8 Colborne Street, http://www.cosmotoronto.com, tel +1416 350 2000.
The Gladstone Most hotels serve as an antechamber to the neighbourhood they stand in. You check in but you haven’t quite arrived until you’ve wandered off a few blocks, got lost, stumbled across places by accident. The reverse is true of The Gladstone which is firmly rooted in the local community and offers a fast-track introduction to the vibrant contemporary art, performance (and rollicking karaoke) scene centered around Queen Street West.
A once grand railway hotel, the Gladstone underwent a lengthy and sensitive restoration that left its wonky wooden floors, rare old hand-operated elevator, arched windows and grand stairwells intact, and emerged as both hotel and public space in late 2005, ‘an architectural backdrop for creative passions to play out’ as they say, a ‘social and cultural incubator’. Much of that incubating is done with gusto in the Melody Bar (once touted by Conde Nast as one of the Top Ten Bars in the World) but also in the private studios let to local artists. In all, they average 100 events a month from concerts to book launches and club nights, which keeps things lively for the guests.
Step outside and go left (east) through this pleasantly scruffy, (relatively) edgy, neighbourhood for trendy bars and cafes, small galleries, designer shops, 50s antiques and, weirdly, a number of places selling jackets for dogs. Hours of fun.
But you don’t even need to roll out of bed for full-on cultural immersion. As well as two suites, the hotel has 37 artist-designed rooms, each from the Parlour of Twilight to Teen Queen, distinctive, inspired and wittily themed down to the last detail for slow-release delights. For example, in Canadiana, all books on the shelf are by Canadian authors, while in Chinoiserie, close inspection of what looks to be traditional wallpaper reveals that Toronto landmarks along with hotel staff and regulars have been worked into the pattern. All rooms can be previewed and booked online, or you can leave it to the friendly front desk staff to size you up and allocate something appropriate and then spend hours analysing why they put you in something that looks like a bordello.

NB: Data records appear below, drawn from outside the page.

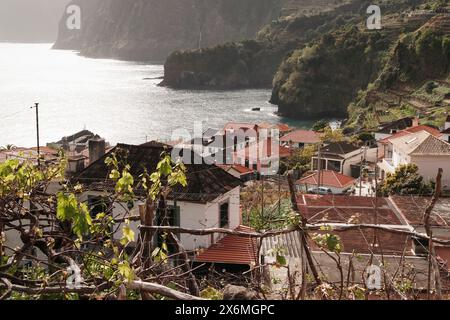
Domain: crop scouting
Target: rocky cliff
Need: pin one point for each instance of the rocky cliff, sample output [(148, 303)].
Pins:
[(328, 77), (30, 20), (151, 29), (253, 63)]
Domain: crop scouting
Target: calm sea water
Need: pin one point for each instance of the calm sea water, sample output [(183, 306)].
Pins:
[(108, 97)]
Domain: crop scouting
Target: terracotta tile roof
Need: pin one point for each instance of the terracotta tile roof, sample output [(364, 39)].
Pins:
[(253, 150), (432, 146), (413, 209), (394, 136), (302, 136), (342, 209), (328, 178), (430, 130), (407, 144), (395, 125), (205, 182), (242, 169), (239, 168), (339, 148), (283, 127), (231, 249), (411, 130), (239, 126), (356, 210)]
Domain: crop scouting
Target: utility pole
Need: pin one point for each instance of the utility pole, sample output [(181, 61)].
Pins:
[(319, 165), (36, 105)]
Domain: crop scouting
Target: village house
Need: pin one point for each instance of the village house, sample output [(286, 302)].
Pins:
[(446, 131), (363, 247), (332, 180), (47, 155), (81, 149), (389, 128), (210, 200), (421, 148), (241, 172), (263, 157), (342, 157), (301, 138)]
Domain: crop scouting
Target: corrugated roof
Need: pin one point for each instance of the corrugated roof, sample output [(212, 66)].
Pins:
[(290, 242), (339, 148), (328, 178), (231, 249), (413, 209), (345, 209), (411, 130), (407, 144), (396, 125)]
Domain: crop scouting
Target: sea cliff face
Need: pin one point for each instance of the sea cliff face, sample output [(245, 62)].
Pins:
[(151, 29), (253, 63)]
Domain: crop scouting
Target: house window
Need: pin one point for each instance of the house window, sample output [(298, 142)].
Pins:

1214 Queen Street West; http://www.gladstonehotel.com, tel +1 416 531 4635;
213 Carlton – Toronto Townhouse B&B As a glance from any ultramodern Toronto glass tower will tell you, much of the city is made up of two-storey houses time left behind, arranged in old-fashioned homely fashion on neighbourhood grids. Hence it’s possible to step out from the newly-opened Frank Gehry redesigned Art Gallery of Ontario, and into a tableau of picket-fenced family life in the heart of Downtown.
Each neighbourhood comes with its own food, atmosphere and to a large extent, language. The Toronto Townhouse’s neighbourhood is Cabbagetown, on Downtown’s east side, named for the cabbages planted in yards by early Irish immigrants during the depression, but don’t let that put you off. Having endured a period of indubitable seediness, the area is officially designated ‘historic’ and ‘up and coming’ which for visitors translates as cheap, interesting, thick with artsy, vintage shops, wine bars and good, small, restaurants among the discount stores and drop-in centres, plus local festivals and events.
It apparently has the largest concentration of Victorian housing in North America, and the B&B itself is a beautifully renovated heritage home, with large rooms, quirky corners, decks, garden, mod cons, wi-fi and a super-friendly host, Tan. Interrogation of other guests over a hearty stack of pancakes reveals that many are regulars and rightly regard the Townhouse as home from home.
For all the relative tranquility, this is handy for subways and streetcars to all downtown locations, most of which are (winter blizzards, summer heat waves allowing) walkable.